With the right man, a woman can change her ways and settle down. (Sounds like the reversal of roles from the early years when newly out of college, men wanted to play the field and not be tied down).
For many mature females, it would take finding someone who is in the same place in their life, perhaps retired, downsizing, wanting to travel.
Who a woman picks in latter years is different than who she picked when she was young and breeding.
We generally are looking for intimacy, but also someone we could do things with so compatibility is key. A woman who loves knitting and cats might not find excitement with a man who adores camping and four-wheeling. She might bypass that fellow for a man who loves home and hearth and enjoys movie night under a blanket together.
Whereas men finding themselves single tend to rush for another female, women feel a strange lightening of responsibility.
In a general sense, we see ourselves as having raised children and a husband. We don't want to be a mommy anymore.
One single friend chose a man who was the polar opposite of her ex just to know a different way of life. Another single friend found someone not afraid to say "I love you" and be cuddly.
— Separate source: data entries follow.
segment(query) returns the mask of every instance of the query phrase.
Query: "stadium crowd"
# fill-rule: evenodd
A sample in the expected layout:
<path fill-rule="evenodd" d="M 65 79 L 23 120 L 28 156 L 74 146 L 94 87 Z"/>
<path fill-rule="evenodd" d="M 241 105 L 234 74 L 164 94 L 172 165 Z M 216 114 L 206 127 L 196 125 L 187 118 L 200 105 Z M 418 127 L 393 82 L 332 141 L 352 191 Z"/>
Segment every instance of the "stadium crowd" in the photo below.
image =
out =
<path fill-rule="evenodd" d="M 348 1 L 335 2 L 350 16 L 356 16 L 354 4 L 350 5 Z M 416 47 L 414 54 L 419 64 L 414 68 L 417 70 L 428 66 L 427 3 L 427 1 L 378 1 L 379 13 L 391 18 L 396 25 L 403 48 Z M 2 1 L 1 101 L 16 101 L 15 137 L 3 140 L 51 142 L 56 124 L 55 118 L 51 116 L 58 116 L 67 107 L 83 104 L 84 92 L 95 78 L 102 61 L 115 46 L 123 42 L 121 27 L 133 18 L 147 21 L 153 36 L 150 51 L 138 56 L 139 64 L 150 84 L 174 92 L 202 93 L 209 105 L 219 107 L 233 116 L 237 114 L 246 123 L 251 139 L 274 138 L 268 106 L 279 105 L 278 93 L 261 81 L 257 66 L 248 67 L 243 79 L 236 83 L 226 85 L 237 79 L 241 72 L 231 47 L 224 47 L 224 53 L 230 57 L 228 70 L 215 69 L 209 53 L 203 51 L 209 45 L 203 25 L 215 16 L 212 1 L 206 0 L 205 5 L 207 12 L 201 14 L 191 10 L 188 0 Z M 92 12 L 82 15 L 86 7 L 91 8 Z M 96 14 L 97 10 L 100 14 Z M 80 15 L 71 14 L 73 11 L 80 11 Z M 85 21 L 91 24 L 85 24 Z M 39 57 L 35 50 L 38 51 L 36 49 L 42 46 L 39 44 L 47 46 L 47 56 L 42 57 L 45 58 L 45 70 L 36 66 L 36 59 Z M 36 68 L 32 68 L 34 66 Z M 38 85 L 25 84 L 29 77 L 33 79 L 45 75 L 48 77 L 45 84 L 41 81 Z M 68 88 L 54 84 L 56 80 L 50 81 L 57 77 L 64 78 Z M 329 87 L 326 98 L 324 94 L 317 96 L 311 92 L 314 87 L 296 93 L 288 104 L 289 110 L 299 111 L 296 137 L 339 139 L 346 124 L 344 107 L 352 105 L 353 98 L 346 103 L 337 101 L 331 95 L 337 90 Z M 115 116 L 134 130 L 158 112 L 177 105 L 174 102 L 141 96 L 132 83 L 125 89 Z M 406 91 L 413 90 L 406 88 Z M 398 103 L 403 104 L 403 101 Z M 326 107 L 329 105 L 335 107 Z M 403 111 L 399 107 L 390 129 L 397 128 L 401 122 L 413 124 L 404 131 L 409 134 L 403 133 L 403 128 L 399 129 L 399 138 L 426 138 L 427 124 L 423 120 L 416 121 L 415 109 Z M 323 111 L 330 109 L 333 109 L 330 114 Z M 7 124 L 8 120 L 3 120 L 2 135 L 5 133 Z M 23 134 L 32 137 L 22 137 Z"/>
Yet another single friend found someone who treated her as if she were a beautiful 20-year-old instead of a 59-year-old with stretch marks and 30 extra pounds.
For men and women both, it seems that latter years dating means not compromising so much. The one we chose when we were younger was perhaps due to insecurity, desperation to start adult life with a partner, or exhaustion from searching and just giving in to what was easiest. Now, as we go on a question to find happiness, sometimes it means exhausting vetting process to find the right fit - finally.
If women seem to be resistant to rushing a relationship or moving to the next stage, it might be that they need a new way to define partnership in which they do not lose all the uniqueness and independence they have enjoyed.
All that being said, some of the best matches can be made latter in life when people know who they aren't, are no longer desperate or hormonally-influenced to make bad choices.
My best advice to men is be sure the woman knows you are proud of her accomplishments and like to see her happy, continuing to do what she does, hanging with her friends, going places, and that you make yourself available to do some trips and treks to make memories together.
In closing, I tell women this -
The other day I noted a neighbor was not coming out to get her mail like usual. Police were called. They arrived and I asked them if her mailbox was full, as she was meticulous about getting mail. She was an elderly woman who lived alone and was very private. She was a widow not interested in dating at all. But, when they pounded down her door, they found her dead and alone.
Human beings are kind of like ghosts... Ghosts don't really "exist" until there is someone there to witness them. Without a partner in your life, all your preciousness, all you have to offer, all your dreams and wishes are within your four walls and never taken out and polished and appreciated.
As a social creature, human beings need mirroring and interaction, verification and validation. And that comes from the loving eyes of another.